Greg Andrulis

Personal information
- Date of birth: February 15, 1958 (age 68)
- Place of birth: Waterbury, Connecticut, United States
- Position: Goalkeeper

College career
- Years: Team / Apps / (Gls)
- 1976–1979: Eastern Connecticut State Warriors

Managerial career
- 1980: Eastern Connecticut State Warriors (assistant)
- 1981–1982: Springfield Pride (assistant)
- 1983–1985: Clemson Tigers (assistant)
- 1985–1996: Wright State Raiders
- 1996–2001: Columbus Crew (assistant)
- 2001–2005: Columbus Crew
- 2005–2019: George Mason Patriots

= Greg Andrulis =

American soccer coach

Greg Andrulis (born February 15, 1958) is an American retired soccer coach.

Andrulis grew up in Litchfield, Connecticut where he graduated from Litchfield High School in 1976. He was an All-State high school soccer and basketball player and was inducted into the Litchfield High School Hall of Fame in 2007. He then attended Eastern Connecticut State University where he was a goalkeeper on the school's soccer team. He graduated in 1980 with a bachelor's degree in psychology. In 2005, ECSU inducted Andrulis into the school's Athletic Hall of Fame.

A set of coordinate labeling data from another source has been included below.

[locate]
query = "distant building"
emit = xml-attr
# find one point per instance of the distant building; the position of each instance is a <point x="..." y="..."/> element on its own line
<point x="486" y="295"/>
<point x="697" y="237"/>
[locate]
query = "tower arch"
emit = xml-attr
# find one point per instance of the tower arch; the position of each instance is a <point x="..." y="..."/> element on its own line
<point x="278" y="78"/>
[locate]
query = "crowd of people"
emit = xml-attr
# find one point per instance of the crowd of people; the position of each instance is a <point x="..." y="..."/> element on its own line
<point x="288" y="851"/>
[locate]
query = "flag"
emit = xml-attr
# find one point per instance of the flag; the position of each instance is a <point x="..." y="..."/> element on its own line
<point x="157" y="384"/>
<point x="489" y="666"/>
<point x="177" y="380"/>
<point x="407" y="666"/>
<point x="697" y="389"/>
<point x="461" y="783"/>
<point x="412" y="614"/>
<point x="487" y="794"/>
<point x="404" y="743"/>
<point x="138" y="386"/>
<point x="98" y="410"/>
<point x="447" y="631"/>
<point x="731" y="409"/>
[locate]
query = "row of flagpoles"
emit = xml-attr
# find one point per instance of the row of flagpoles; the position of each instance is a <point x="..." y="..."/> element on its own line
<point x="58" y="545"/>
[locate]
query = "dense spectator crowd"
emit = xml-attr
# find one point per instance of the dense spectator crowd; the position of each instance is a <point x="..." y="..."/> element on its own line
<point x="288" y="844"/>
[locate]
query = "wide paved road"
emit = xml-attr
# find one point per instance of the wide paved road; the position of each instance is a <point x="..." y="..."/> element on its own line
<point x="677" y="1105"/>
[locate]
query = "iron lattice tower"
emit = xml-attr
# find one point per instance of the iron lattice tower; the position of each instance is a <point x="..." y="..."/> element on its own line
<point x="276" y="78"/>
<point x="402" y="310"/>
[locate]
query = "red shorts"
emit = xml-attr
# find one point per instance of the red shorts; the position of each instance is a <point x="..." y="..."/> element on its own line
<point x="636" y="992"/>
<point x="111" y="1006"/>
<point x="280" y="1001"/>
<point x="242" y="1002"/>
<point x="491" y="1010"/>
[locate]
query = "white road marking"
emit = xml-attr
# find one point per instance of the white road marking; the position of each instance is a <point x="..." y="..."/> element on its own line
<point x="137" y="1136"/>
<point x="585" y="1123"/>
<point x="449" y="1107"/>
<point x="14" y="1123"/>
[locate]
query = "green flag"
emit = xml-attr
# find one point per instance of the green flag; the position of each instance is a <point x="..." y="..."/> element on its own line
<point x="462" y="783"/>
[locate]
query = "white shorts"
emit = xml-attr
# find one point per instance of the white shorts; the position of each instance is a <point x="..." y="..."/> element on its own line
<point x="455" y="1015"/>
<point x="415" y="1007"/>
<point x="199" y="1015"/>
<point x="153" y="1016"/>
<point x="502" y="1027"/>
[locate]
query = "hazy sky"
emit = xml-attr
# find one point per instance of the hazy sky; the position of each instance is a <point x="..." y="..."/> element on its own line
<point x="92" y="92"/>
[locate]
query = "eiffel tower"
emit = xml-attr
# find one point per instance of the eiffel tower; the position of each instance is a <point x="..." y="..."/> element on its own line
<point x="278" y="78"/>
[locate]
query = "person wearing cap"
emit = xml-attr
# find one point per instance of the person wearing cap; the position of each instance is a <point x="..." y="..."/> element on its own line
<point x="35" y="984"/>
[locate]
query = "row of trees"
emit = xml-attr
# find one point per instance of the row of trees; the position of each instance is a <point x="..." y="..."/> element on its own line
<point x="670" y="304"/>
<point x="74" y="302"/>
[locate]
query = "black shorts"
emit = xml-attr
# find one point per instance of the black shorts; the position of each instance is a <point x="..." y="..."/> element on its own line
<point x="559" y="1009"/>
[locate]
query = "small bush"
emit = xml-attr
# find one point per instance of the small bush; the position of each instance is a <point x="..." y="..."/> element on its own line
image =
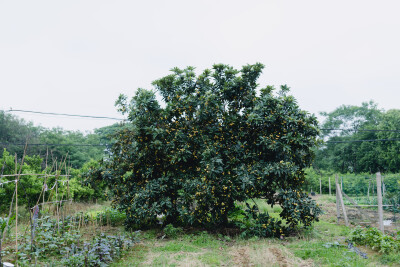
<point x="373" y="238"/>
<point x="171" y="231"/>
<point x="111" y="216"/>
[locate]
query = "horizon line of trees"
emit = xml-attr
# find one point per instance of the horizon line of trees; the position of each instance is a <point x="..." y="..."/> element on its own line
<point x="346" y="156"/>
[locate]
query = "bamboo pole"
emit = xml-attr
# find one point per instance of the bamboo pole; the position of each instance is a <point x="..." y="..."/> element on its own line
<point x="329" y="186"/>
<point x="16" y="211"/>
<point x="337" y="199"/>
<point x="320" y="186"/>
<point x="379" y="195"/>
<point x="342" y="204"/>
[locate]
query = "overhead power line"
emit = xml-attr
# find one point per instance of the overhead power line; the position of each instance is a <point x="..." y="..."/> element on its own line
<point x="23" y="144"/>
<point x="368" y="140"/>
<point x="360" y="130"/>
<point x="64" y="114"/>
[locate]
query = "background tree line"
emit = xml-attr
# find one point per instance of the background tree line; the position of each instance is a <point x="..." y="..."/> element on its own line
<point x="343" y="150"/>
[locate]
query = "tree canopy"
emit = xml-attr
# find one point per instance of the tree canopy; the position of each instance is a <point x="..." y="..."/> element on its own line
<point x="213" y="142"/>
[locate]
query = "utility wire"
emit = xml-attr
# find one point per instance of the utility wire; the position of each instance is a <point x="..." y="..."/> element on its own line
<point x="63" y="114"/>
<point x="368" y="140"/>
<point x="360" y="130"/>
<point x="22" y="144"/>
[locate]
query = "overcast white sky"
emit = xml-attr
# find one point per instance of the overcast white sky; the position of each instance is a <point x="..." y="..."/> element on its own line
<point x="77" y="56"/>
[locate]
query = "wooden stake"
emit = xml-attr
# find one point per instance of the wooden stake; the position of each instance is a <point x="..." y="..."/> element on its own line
<point x="379" y="195"/>
<point x="329" y="186"/>
<point x="342" y="204"/>
<point x="320" y="186"/>
<point x="337" y="199"/>
<point x="16" y="210"/>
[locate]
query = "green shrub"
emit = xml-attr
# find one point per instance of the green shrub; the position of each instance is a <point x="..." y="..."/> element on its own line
<point x="214" y="143"/>
<point x="171" y="231"/>
<point x="374" y="238"/>
<point x="110" y="216"/>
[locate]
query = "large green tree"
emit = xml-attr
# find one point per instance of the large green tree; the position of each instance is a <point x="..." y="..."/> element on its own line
<point x="214" y="141"/>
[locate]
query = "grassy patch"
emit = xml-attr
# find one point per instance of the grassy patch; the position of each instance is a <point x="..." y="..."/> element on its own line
<point x="176" y="246"/>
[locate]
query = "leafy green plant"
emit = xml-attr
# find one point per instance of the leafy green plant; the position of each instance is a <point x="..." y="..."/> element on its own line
<point x="375" y="239"/>
<point x="215" y="142"/>
<point x="110" y="216"/>
<point x="260" y="224"/>
<point x="171" y="231"/>
<point x="100" y="252"/>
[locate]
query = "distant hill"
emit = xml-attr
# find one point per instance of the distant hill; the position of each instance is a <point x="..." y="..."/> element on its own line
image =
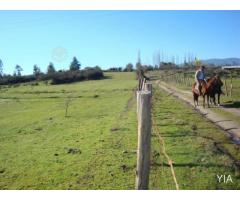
<point x="223" y="61"/>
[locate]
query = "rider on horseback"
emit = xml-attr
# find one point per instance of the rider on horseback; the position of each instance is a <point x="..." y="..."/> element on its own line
<point x="200" y="77"/>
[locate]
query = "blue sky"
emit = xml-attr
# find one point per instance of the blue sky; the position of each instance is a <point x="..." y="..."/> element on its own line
<point x="113" y="38"/>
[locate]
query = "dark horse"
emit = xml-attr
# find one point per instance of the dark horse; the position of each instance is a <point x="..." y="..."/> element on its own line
<point x="216" y="89"/>
<point x="208" y="89"/>
<point x="203" y="87"/>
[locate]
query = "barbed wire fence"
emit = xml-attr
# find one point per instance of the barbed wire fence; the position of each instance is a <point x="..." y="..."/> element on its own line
<point x="147" y="122"/>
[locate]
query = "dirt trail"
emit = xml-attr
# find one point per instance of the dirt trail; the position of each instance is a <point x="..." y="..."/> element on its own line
<point x="230" y="127"/>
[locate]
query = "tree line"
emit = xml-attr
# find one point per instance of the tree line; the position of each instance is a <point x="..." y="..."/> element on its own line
<point x="73" y="74"/>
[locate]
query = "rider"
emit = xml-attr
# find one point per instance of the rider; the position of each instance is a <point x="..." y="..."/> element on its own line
<point x="200" y="76"/>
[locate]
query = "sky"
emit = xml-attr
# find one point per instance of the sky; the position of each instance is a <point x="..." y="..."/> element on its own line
<point x="114" y="38"/>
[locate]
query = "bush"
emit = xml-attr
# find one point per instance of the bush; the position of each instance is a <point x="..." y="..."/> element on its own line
<point x="8" y="80"/>
<point x="74" y="76"/>
<point x="59" y="77"/>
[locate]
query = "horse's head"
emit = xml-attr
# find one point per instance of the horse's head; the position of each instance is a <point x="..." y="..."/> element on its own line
<point x="203" y="87"/>
<point x="218" y="81"/>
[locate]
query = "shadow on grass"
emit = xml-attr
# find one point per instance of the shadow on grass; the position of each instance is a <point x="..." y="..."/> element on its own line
<point x="235" y="104"/>
<point x="206" y="165"/>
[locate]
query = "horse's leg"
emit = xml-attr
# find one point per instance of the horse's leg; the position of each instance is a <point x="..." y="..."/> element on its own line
<point x="214" y="100"/>
<point x="204" y="101"/>
<point x="219" y="99"/>
<point x="194" y="100"/>
<point x="208" y="100"/>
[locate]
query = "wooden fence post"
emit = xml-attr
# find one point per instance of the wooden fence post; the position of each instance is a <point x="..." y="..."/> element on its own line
<point x="148" y="87"/>
<point x="144" y="140"/>
<point x="231" y="85"/>
<point x="225" y="84"/>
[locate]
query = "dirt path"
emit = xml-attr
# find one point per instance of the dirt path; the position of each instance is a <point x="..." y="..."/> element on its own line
<point x="231" y="128"/>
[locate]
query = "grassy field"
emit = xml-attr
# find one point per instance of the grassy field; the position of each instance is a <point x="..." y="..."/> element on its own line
<point x="94" y="147"/>
<point x="185" y="80"/>
<point x="43" y="149"/>
<point x="199" y="150"/>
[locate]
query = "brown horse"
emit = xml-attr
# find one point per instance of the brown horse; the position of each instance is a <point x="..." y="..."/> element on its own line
<point x="203" y="87"/>
<point x="208" y="89"/>
<point x="216" y="90"/>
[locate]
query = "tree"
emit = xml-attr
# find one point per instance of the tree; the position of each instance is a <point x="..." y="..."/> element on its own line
<point x="129" y="67"/>
<point x="51" y="69"/>
<point x="18" y="70"/>
<point x="75" y="65"/>
<point x="1" y="68"/>
<point x="36" y="70"/>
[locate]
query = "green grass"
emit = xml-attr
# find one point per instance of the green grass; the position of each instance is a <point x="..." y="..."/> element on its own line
<point x="185" y="83"/>
<point x="95" y="146"/>
<point x="200" y="151"/>
<point x="36" y="138"/>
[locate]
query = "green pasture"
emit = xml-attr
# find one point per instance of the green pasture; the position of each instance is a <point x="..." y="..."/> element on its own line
<point x="184" y="80"/>
<point x="94" y="146"/>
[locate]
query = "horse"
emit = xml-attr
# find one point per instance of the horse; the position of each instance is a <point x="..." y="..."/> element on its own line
<point x="203" y="87"/>
<point x="208" y="89"/>
<point x="216" y="89"/>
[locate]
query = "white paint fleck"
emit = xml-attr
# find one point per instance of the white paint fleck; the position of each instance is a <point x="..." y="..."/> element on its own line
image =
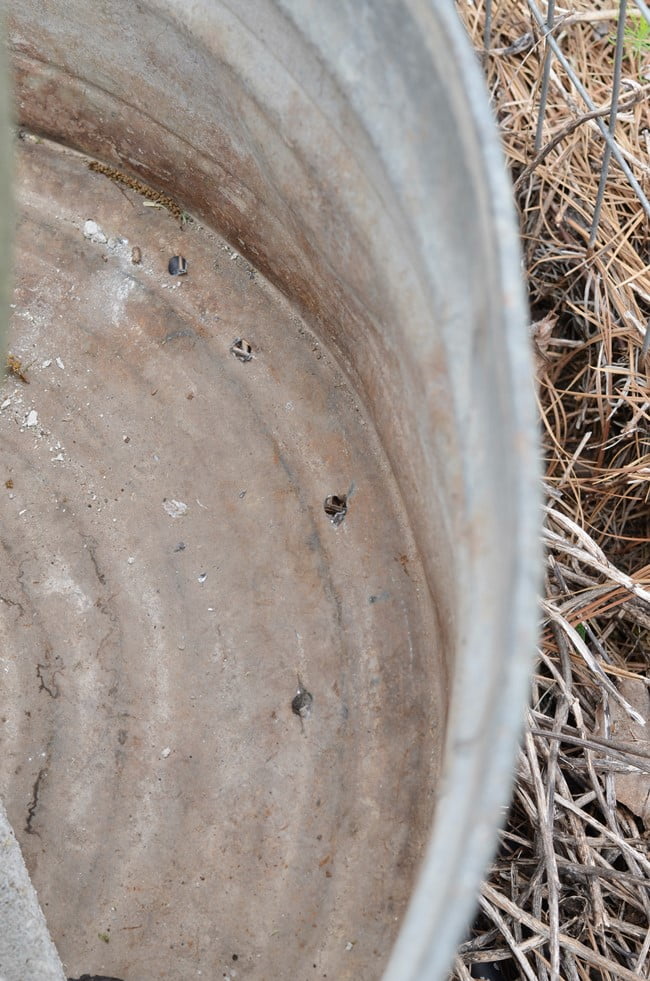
<point x="175" y="509"/>
<point x="93" y="232"/>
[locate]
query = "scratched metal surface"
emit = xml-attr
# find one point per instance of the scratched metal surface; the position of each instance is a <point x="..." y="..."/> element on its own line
<point x="172" y="809"/>
<point x="347" y="151"/>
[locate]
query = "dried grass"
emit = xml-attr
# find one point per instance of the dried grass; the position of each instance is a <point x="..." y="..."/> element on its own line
<point x="569" y="893"/>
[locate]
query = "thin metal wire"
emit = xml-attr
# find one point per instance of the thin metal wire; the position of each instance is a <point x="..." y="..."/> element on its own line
<point x="643" y="7"/>
<point x="487" y="29"/>
<point x="616" y="85"/>
<point x="546" y="74"/>
<point x="579" y="87"/>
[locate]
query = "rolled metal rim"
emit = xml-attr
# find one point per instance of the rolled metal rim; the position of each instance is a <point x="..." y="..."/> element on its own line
<point x="494" y="621"/>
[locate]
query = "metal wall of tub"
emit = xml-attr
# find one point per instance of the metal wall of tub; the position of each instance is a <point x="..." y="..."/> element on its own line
<point x="349" y="156"/>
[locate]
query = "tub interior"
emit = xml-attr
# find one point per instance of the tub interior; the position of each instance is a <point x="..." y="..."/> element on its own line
<point x="171" y="578"/>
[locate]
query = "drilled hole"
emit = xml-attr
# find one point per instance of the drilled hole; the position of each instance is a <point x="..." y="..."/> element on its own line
<point x="242" y="350"/>
<point x="336" y="507"/>
<point x="177" y="265"/>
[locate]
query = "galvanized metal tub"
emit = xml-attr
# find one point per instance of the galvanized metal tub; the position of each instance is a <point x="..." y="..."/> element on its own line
<point x="178" y="819"/>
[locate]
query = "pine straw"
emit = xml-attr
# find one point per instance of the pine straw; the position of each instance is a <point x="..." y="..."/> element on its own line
<point x="569" y="893"/>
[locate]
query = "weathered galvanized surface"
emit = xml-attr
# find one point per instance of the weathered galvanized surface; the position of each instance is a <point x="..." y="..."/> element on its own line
<point x="168" y="572"/>
<point x="346" y="150"/>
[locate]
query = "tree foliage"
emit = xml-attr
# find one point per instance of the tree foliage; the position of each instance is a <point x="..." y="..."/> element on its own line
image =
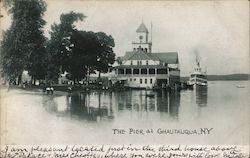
<point x="23" y="42"/>
<point x="59" y="46"/>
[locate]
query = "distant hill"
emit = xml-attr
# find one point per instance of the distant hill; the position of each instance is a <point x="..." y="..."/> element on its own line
<point x="223" y="77"/>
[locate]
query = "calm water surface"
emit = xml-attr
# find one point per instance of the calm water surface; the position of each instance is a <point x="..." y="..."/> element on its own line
<point x="81" y="118"/>
<point x="218" y="99"/>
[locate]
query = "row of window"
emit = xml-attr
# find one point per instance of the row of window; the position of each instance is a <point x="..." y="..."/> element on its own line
<point x="139" y="62"/>
<point x="142" y="49"/>
<point x="143" y="71"/>
<point x="145" y="80"/>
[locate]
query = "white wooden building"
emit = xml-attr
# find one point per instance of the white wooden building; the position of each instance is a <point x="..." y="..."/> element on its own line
<point x="142" y="68"/>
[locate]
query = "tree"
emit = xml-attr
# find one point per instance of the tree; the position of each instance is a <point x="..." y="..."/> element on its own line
<point x="23" y="43"/>
<point x="59" y="46"/>
<point x="106" y="56"/>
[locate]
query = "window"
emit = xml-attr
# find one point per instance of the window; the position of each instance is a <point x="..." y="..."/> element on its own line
<point x="128" y="71"/>
<point x="120" y="71"/>
<point x="151" y="71"/>
<point x="161" y="71"/>
<point x="143" y="71"/>
<point x="136" y="71"/>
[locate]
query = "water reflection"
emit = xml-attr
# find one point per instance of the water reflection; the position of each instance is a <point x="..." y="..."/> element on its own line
<point x="99" y="105"/>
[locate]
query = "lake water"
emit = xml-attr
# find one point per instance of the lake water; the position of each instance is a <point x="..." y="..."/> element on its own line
<point x="137" y="116"/>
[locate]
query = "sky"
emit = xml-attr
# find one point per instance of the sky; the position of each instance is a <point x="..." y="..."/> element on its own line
<point x="218" y="31"/>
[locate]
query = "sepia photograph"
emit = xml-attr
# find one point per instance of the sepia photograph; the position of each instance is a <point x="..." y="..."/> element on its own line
<point x="148" y="78"/>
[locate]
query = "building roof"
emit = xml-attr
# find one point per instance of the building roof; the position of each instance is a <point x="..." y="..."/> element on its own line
<point x="142" y="66"/>
<point x="167" y="57"/>
<point x="142" y="28"/>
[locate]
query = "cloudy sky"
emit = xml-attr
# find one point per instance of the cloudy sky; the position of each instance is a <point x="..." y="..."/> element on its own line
<point x="217" y="30"/>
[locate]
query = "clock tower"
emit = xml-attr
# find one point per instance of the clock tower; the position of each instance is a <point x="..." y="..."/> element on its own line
<point x="142" y="43"/>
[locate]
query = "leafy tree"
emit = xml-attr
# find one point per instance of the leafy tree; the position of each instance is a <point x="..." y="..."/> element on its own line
<point x="59" y="46"/>
<point x="23" y="43"/>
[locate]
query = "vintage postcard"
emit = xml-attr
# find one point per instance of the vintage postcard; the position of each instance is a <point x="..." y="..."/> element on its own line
<point x="124" y="78"/>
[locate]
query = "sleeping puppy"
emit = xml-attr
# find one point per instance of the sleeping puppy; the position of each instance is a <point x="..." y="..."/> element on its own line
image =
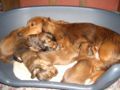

In 1980, he served as an assistant coach with the Eastern Connecticut State University men's soccer team. He then moved to Springfield College where he coached the junior varsity and freshmen teams while working on his master's degree in counseling. In 1983, he became an assistant coach at Clemson University. In 1985, he became the head coach at Wright State University. Over twelve seasons, he compiled a 134–72–28 record. On May 28, 2002, he was inducted into the WSU Athletics Hall of Fame. In 1996, the Columbus Crew of Major League Soccer hired Andrulis as the top assistant to head coach Tom Fitzgerald. Andrulis became the Crew's interim coach midway through the 2001 season, after Fitzgerald was fired. He was hired as permanent head coach after the season. In 2002, he led the Crew to its first title, the U.S. Open Cup. In 2004, Andrulis took the Crew on a league-record streak without a loss, and was named MLS Coach of the Year. Following up on a disappointing playoff appearance in 2004, in 2005, Columbus got off to a slow start at 4–10–2, and Andrulis was fired. His assistant, Robert Warzycha led the team for the remainder of the 2005 season in an interim role.

On August 17, 2005, George Mason University hired Andrulis as head coach of the men's soccer team. In 2006, he led George Mason to its first NCAA tournament bid in 20 years.